All Of The Hidden Messages In Childish Gambino's "This Is America" Video

On May 5, 2018, immediately after pulling double duty as the host and musical guest of Saturday Night Live, Donald Glover dropped a Childish Gambino music video for his single “This Is America,” a disorienting trap assault that encapsulates modern life in the home of the free. Directed by long-time collaborator and Atlanta director Hiro Murai, the video is surreal, beautiful, and crammed with hidden messages.

The video transforms an empty warehouse into a metaphor for 2018's state of the union – a country unwilling to reckon with its unhealthy relationship with guns and racism. The hidden messages in "This Is America" make the video a dreamlike Easter egg hunt and a fascinating trip through Glover’s vision of America. Inside, there’s violence, a desire to escape the fear of death through art, and a public that seems content to move from one tragedy to another as soon as things become stale.

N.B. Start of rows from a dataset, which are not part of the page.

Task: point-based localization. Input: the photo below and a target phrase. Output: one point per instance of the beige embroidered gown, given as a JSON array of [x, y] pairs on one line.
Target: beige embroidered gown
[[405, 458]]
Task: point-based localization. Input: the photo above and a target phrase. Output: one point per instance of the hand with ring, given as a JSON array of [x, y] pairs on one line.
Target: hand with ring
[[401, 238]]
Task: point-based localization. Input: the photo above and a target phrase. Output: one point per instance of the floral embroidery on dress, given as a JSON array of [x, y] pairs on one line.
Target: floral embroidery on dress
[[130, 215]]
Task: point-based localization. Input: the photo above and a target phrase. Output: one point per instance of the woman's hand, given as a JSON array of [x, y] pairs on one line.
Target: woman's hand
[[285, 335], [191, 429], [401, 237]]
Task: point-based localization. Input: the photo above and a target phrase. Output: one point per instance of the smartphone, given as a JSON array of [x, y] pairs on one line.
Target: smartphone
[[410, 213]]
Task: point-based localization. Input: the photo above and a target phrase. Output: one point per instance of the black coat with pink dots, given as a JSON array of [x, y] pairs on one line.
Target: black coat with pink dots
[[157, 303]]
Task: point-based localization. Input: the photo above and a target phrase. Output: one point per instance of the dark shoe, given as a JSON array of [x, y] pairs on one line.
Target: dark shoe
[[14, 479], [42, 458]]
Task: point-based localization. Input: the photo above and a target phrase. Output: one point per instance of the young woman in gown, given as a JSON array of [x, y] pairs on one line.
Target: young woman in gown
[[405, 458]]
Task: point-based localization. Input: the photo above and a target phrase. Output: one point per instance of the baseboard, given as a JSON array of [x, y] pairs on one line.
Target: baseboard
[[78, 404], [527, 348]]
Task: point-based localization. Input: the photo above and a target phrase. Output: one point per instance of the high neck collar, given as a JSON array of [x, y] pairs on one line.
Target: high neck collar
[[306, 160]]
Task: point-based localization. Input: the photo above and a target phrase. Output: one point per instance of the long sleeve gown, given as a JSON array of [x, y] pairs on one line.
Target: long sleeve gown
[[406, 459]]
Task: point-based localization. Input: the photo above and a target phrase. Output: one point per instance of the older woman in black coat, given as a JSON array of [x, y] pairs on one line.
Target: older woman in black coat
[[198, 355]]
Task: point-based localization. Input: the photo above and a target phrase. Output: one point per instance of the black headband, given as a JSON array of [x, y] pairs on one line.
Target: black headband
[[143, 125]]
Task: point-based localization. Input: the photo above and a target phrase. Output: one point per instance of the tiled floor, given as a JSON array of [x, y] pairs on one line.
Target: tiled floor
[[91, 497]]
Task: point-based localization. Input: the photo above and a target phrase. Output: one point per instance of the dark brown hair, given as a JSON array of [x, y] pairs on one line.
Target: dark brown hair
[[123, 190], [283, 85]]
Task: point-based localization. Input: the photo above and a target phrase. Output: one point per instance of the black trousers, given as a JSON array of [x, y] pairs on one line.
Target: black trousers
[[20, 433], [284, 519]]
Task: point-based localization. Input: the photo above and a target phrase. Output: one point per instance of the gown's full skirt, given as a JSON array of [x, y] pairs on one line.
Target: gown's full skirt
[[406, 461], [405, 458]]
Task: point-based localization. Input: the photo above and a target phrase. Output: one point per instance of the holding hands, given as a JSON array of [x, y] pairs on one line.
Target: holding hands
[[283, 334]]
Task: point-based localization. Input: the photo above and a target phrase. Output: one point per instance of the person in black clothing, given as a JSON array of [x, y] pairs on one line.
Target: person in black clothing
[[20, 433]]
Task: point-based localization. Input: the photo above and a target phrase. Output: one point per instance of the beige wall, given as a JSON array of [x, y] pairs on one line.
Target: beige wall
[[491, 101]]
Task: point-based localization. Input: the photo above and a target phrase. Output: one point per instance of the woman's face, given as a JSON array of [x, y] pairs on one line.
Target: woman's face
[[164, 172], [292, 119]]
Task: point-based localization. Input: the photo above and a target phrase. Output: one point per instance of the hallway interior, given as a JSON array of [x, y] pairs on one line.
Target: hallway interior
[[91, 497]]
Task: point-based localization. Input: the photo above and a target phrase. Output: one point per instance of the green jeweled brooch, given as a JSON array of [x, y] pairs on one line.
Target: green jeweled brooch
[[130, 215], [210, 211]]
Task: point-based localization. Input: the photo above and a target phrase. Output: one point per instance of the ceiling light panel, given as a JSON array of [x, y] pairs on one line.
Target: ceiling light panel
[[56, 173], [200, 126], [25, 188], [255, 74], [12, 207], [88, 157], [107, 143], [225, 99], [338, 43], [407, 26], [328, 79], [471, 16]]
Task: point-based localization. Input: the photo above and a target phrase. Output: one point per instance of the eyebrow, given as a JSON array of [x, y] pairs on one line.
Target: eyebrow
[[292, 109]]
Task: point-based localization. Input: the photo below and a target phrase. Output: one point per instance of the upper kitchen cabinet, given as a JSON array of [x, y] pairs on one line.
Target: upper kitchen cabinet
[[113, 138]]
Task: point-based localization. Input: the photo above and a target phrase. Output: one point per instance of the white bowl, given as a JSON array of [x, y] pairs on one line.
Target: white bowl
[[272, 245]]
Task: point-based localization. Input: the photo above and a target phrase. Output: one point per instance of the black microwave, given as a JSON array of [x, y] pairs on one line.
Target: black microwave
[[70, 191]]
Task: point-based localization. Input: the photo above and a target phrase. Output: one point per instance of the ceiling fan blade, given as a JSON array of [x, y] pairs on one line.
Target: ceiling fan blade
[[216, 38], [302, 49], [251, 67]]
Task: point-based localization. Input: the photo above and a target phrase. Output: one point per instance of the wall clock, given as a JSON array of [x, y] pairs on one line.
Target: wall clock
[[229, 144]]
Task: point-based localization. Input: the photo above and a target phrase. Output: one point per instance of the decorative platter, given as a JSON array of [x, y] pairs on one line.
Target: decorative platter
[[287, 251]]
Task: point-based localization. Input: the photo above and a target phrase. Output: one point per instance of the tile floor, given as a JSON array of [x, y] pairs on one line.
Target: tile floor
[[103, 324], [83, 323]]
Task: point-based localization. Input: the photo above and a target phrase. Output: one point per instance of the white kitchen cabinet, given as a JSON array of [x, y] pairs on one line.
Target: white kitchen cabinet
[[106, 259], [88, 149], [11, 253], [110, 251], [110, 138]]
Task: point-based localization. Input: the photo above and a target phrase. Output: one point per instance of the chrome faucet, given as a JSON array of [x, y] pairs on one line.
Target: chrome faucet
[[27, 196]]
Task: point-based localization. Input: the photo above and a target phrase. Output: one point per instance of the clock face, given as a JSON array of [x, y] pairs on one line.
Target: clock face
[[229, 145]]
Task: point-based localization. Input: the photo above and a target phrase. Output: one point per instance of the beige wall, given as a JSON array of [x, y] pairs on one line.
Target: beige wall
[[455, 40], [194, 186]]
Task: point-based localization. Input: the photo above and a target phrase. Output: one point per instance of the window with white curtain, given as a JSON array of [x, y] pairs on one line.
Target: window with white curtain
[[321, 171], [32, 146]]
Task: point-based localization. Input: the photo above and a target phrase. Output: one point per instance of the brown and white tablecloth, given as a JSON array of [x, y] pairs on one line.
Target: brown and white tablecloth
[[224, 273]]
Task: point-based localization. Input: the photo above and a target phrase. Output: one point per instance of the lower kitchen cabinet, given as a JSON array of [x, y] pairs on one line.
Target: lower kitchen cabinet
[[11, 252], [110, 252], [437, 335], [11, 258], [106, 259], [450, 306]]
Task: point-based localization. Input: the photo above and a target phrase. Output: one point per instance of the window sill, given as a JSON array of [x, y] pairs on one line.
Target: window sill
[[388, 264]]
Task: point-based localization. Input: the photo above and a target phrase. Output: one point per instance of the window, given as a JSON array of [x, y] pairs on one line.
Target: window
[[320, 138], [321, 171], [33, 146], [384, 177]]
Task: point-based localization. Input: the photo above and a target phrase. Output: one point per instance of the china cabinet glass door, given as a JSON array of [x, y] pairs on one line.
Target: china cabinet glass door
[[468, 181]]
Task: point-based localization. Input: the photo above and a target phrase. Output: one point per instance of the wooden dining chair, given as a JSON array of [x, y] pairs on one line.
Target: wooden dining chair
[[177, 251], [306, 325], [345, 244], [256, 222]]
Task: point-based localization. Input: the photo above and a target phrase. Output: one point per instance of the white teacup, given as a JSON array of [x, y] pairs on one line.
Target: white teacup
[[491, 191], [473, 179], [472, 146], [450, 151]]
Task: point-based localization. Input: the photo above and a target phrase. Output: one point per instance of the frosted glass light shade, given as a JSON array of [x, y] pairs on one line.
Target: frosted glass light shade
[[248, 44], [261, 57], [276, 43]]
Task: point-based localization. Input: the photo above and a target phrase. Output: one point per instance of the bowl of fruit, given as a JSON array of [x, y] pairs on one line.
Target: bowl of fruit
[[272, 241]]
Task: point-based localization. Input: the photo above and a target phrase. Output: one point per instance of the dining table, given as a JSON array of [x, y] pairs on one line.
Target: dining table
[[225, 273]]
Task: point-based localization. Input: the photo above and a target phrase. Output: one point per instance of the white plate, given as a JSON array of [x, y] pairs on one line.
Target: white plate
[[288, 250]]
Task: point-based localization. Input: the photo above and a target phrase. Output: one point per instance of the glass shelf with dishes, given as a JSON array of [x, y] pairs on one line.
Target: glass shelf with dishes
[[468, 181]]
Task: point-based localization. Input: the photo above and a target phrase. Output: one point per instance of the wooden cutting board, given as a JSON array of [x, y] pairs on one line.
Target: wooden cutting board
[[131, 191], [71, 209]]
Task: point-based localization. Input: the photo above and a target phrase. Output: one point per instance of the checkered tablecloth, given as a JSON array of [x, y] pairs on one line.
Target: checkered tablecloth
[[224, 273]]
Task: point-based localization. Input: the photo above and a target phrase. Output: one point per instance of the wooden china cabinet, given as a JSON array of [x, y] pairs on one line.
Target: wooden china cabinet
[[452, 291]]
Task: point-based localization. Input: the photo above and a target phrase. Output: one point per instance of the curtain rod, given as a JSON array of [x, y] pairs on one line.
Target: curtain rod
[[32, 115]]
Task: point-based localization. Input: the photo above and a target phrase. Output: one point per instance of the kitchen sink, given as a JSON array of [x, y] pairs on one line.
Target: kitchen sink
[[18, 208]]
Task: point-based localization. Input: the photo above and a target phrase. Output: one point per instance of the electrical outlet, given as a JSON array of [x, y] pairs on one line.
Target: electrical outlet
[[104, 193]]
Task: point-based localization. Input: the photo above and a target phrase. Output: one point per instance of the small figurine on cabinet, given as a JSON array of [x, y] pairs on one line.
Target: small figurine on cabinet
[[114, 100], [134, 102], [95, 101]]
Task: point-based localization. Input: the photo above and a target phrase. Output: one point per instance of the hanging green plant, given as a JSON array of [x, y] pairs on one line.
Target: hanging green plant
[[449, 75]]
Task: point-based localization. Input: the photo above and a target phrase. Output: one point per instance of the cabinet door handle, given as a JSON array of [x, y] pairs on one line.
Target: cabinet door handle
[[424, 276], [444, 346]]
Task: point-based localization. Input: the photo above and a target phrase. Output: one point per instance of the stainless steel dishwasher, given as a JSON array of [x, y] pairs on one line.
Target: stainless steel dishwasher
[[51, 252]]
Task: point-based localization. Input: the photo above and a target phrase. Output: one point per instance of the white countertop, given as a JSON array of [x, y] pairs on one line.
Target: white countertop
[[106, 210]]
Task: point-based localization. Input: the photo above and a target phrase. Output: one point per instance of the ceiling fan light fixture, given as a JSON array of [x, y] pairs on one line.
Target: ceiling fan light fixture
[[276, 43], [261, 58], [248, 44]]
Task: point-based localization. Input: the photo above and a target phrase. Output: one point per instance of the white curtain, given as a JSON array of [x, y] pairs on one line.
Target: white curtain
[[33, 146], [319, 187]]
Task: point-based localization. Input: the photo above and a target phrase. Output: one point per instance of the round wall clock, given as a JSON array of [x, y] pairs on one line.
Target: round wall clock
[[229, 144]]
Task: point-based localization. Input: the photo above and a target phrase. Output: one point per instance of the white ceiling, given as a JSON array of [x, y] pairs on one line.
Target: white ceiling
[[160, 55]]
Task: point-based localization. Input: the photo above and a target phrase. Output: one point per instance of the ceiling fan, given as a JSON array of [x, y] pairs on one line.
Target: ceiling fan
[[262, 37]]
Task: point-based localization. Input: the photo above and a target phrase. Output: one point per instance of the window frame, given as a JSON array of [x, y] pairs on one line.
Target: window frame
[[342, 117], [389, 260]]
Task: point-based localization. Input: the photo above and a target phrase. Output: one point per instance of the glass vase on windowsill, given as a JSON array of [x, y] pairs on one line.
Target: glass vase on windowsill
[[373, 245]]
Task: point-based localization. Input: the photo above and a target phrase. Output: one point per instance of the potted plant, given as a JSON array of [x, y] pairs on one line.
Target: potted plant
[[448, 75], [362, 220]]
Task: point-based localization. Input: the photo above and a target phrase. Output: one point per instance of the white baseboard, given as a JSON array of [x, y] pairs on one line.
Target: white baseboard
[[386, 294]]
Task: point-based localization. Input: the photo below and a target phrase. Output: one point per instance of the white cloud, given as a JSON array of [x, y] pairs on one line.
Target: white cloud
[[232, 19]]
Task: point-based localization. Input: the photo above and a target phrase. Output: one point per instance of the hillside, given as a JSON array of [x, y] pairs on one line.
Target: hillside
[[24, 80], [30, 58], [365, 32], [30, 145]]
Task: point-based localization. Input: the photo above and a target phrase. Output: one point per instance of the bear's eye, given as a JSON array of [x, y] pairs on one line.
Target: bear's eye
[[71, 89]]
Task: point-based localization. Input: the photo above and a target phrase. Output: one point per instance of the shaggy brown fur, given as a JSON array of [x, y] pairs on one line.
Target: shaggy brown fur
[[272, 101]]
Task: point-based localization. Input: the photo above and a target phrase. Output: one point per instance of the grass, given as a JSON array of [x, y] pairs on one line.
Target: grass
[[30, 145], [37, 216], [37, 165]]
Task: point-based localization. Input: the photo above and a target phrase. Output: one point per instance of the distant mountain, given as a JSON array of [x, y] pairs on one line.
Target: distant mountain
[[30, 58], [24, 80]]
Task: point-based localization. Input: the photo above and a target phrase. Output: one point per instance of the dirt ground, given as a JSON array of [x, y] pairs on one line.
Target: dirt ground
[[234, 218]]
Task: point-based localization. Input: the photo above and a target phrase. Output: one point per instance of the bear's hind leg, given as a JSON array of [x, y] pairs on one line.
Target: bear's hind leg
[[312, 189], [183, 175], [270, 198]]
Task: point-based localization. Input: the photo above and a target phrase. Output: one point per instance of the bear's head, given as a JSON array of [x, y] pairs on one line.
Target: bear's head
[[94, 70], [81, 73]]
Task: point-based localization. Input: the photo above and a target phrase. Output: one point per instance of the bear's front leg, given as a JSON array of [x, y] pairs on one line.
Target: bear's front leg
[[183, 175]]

  • The Video Is A Critique Of Gun Violence In America

    One of the clearest uses of symbolism in "This Is America" is the way guns are treated on screen. There’s a reverence for firearms in the video that is not shared with the human lives taken by those same guns. In both the execution that opens the video and the choir shooting in the second verse, an attendant is waiting to wrap the gun in cloth, treating the weapon like a holy relic.

    The bodies are either dragged away or just left where they fall. This symbolizes how America leaps to defend their right to bear arms after shootings while forgetting about victims in the process.

  • The Dancing Is A Distraction From The Chaos

    The dancing in "This Is America" is stunning, but it serves a clear purpose. The director, Hiro Murai, frames most of the video with a clear foreground where Glover and a group of dancers perform a variety of popular dances. Meanwhile, the camera leaves the background obscured and blurry, distracting the viewer from the chaos and violence taking place there.

    This could represent several things. Primarily, this visual metaphor shows how Americans try to focus on escapism and entertainment instead of the very real violence taking place in their country. The dancers behind Glover are dressed in high school uniforms, which can be a statement on how teens focus on sharing and creating viral content via social media instead of engaging with the real world around them.

    Since Glover puts himself at the center of the dancing that's drawing attention from the violence behind him, he may also be reckoning with Black entertainers' complicity in distracting their fans from significant subjects. It could also just be a simple juxtaposition of how modern America is both a place of violence and a place where people can still express joy through art.

  • One Particular Dance, The Gwara Gwara, May Be A Reference To The Apartheid

    NPR Music hip-hop journalist Rodney Carmichael was one of the first to point out one of the dances in the video, the Gwara Gwara. The dance was created by South African DJ Bongz in 2017 and quickly became a viral sensation – even Rihanna did it at the 2018 Grammys. Some suggest the inclusion of the dance is a tangential reference to South Africa's own racial tensions and the Apartheid and how America is still grappling with these issues.

  • The Murdered Choir Is A Reference To The Charleston Church Shooting

    Almost halfway through the video, Glover makes a clear reference to the Charleston shooting at Mother Emanuel AME Church. On June 17, 2015, nine people were killed in the middle of a prayer meeting by white supremacist Dylann Roof. While Roof used a Glock handgun to murder his victims, Glover uses an assault rifle – a weapon that's gotten a fair share of media attention.

     

  • Death Rides A White Horse In The Background

    One of the most surreal moments in the video occurs around the 2:35 mark. The chaos bubbling in the background has fully broken out. A fire smolders in the corner of the frame, people are running across the screen, and a black-cloaked figure riding a white horse passes through the background. 

    This dreamlike visual is in reference to Revelation 6:8, which says: "I looked, and there before me was a pale horse! Its rider was named Death, and Hades was following close behind him. They were given power over a fourth of the earth to kill by sword, famine and plague, and by the wild beasts of the earth."

  • Glover Evokes Jim Crow To Underscore His Point

    Some have drawn comparisons between Glover's performance in the video and traditional depictions of the minstrel character Jim Crow. The exaggerated expressions and poses mirror stereotypes depicted by minstrel performances, while the violence he perpetrates on Black people in the video is a metaphor for how popular depictions of Black entertainers can be harmful to Black communities.

    In the video, people are either fighting in the background or dancing in the foreground, safe from the chaos behind them. Glover's saying in the video that this is the choice you have to make: play the role that America wants you to play or fight for your life.